Anyway, during his lifetime he popularized the above term. I like it because it's simple and intuitive. A couple quick issues that might arise when attempting to apply it are that it encourages things to carry on as usual and extraordinary can be a subjective term. In construction, we are often stuck in our ways but I think people who want to innovate and improve things, especially dramatically, would help themselves and our industry by providing more realistic claims or more evidence of a claim being a reality. On both ends of the innovation and status quo structure, construction struggles. Technology and tool developers regularly make and try to sell something that is too early in development to have evidence of benefit, let alone extraordinary improvement in whatever category is supposedly improved. I might be the only person who has run into a bit of a brick wall with this but when I have asked about benefits of something new, sales reps have told me a few potential benefits and closed with adding that it was just cool. Vague details and subjective benefits aren't exactly extraordinary evidence to backup a grand problem solving claim. Maybe if claims were adjusted down to match the backend evidence, we'd see more incremental change and beneficial change in general.

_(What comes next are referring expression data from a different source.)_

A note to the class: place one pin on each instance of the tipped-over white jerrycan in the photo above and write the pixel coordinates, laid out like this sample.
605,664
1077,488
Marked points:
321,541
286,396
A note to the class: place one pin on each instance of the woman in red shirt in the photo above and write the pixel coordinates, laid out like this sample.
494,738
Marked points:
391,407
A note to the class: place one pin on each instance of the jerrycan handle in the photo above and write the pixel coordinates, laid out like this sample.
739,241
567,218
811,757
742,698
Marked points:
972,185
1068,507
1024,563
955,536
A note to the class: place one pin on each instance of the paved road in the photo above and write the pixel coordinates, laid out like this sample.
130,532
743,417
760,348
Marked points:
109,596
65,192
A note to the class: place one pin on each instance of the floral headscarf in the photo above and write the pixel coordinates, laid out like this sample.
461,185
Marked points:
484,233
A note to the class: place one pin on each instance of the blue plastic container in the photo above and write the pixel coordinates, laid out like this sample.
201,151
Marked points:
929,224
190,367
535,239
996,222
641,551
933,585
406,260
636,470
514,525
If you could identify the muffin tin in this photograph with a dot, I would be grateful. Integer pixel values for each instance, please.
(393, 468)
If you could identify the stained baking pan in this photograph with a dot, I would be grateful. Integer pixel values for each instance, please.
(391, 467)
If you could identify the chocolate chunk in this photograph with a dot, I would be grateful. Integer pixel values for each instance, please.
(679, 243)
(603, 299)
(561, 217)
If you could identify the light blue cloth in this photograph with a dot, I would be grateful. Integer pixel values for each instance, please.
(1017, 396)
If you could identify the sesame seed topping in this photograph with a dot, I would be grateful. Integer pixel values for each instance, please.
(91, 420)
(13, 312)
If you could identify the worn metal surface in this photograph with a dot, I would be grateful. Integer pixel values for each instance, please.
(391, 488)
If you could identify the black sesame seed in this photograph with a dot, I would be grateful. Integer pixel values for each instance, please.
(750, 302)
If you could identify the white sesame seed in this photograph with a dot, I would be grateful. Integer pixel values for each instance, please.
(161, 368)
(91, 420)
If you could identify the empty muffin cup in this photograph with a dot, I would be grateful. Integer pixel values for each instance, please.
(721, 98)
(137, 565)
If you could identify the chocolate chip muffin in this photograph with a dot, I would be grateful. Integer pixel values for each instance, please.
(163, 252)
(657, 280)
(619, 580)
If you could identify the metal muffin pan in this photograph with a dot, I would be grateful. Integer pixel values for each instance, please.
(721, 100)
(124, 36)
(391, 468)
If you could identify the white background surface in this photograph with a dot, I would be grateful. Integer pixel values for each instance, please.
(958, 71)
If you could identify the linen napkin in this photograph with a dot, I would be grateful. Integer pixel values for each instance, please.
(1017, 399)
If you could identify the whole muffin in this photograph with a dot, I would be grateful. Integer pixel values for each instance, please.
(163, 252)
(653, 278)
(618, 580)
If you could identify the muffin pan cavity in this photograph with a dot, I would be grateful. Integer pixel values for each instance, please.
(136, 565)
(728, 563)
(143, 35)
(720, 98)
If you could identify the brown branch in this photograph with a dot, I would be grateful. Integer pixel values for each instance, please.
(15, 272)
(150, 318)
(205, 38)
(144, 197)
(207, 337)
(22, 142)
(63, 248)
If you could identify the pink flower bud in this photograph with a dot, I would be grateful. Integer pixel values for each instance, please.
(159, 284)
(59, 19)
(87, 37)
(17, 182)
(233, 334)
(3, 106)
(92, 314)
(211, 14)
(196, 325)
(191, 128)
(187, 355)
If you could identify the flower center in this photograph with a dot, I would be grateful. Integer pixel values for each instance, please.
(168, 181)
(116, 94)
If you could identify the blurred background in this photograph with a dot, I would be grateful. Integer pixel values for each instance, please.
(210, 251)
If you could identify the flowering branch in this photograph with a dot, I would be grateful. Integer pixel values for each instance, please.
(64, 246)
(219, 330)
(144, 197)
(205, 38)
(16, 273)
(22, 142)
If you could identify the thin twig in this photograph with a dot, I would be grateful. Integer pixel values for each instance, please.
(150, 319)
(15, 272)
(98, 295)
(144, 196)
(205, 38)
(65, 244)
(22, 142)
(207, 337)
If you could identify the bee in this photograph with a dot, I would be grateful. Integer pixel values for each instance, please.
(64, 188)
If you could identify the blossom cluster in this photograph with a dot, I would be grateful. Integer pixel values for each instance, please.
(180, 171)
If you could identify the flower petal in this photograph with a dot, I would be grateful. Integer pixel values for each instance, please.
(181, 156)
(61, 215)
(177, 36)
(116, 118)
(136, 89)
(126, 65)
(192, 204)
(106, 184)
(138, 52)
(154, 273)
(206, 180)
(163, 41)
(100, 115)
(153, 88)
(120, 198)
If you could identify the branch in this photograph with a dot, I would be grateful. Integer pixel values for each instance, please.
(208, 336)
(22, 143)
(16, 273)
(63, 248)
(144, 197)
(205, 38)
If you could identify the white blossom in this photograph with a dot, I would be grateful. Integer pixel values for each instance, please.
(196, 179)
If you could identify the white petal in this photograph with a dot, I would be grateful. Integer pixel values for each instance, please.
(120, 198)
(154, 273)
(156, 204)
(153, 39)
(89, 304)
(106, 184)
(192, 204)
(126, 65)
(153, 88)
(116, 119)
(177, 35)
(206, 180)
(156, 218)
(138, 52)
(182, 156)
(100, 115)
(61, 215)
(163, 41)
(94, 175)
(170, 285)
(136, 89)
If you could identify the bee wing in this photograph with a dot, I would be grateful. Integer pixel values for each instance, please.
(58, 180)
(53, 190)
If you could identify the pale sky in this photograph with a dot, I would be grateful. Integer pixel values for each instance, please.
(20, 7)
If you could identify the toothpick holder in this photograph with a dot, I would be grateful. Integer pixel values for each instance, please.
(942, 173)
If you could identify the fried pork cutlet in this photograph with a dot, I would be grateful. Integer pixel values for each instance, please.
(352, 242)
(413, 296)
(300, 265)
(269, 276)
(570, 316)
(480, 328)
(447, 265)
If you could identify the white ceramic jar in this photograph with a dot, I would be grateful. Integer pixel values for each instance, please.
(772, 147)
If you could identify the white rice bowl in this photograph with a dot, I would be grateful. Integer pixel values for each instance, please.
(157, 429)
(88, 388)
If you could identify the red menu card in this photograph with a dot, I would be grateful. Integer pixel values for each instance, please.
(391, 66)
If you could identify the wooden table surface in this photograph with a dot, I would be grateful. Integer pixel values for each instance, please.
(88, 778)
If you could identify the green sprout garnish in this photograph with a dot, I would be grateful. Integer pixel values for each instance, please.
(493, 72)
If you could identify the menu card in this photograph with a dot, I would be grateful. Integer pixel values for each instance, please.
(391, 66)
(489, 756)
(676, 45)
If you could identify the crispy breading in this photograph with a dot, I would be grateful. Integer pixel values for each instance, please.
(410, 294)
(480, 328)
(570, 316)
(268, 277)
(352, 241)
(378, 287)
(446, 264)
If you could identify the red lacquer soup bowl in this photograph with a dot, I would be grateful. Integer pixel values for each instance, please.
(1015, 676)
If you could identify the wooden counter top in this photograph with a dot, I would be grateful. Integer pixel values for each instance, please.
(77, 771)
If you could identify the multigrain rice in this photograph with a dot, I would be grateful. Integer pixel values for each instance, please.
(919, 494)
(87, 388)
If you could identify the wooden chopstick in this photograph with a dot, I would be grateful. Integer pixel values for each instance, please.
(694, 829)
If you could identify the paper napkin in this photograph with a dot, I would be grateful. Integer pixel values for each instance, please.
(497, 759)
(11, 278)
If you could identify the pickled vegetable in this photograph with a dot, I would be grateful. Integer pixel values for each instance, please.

At the other end of the spectrum is someone who says something has always been done one way and it's the best way and nothing will work in it's place. This thinking is obviously counterproductive. I think most of us have thought or gotten close to thinking like this if we've been around for a while. Just like being a little eager to change and seeing too much benefit in a small change, making an extraordinary claim about building the same way and avoiding change to maintain the status quo is bad without extraordinary evidence. This is because there is almost no process or deliverable out there that can improve at least a bit with some intelligent review and adjustments.
In general, I think most construction pros lean towards avoidance of extraordinary claims. It's good for our companies and careers if we under promise by a bit and then over deliver. That being said, I think our industry needs to figure out a way to create more room for experimentation and error.
Three points construction pros should look at in regards to claims and industry change are:
Think outside the box or at least outside our own heads so we don't get stuck in the status quo of thinking things have been done one way for so long there's no way or no point in changing things up.
Keep the reality of the jobsite and the mental makeup or our industry when developing and making a claim or pushing change.
Be as detailed and objective as possible when making a claim and providing evidence. Monthly forecast and P&L's rely and detailed and nearly objective data/results for use in making project decisions. When making extraordinary claims and providing extraordinary evidence we should be as specific and black and white in our claims and backup information.
Even when done right big claims and big evidence might work out less often than success occurs. Nine claims or ideas might not work out but the tenth one could be a game and profit changer for a company. If it's extraordinary enough, it might just change our entire industry and build a better world. If we keep plugging away and building, we might just build a better world than what existed when we started.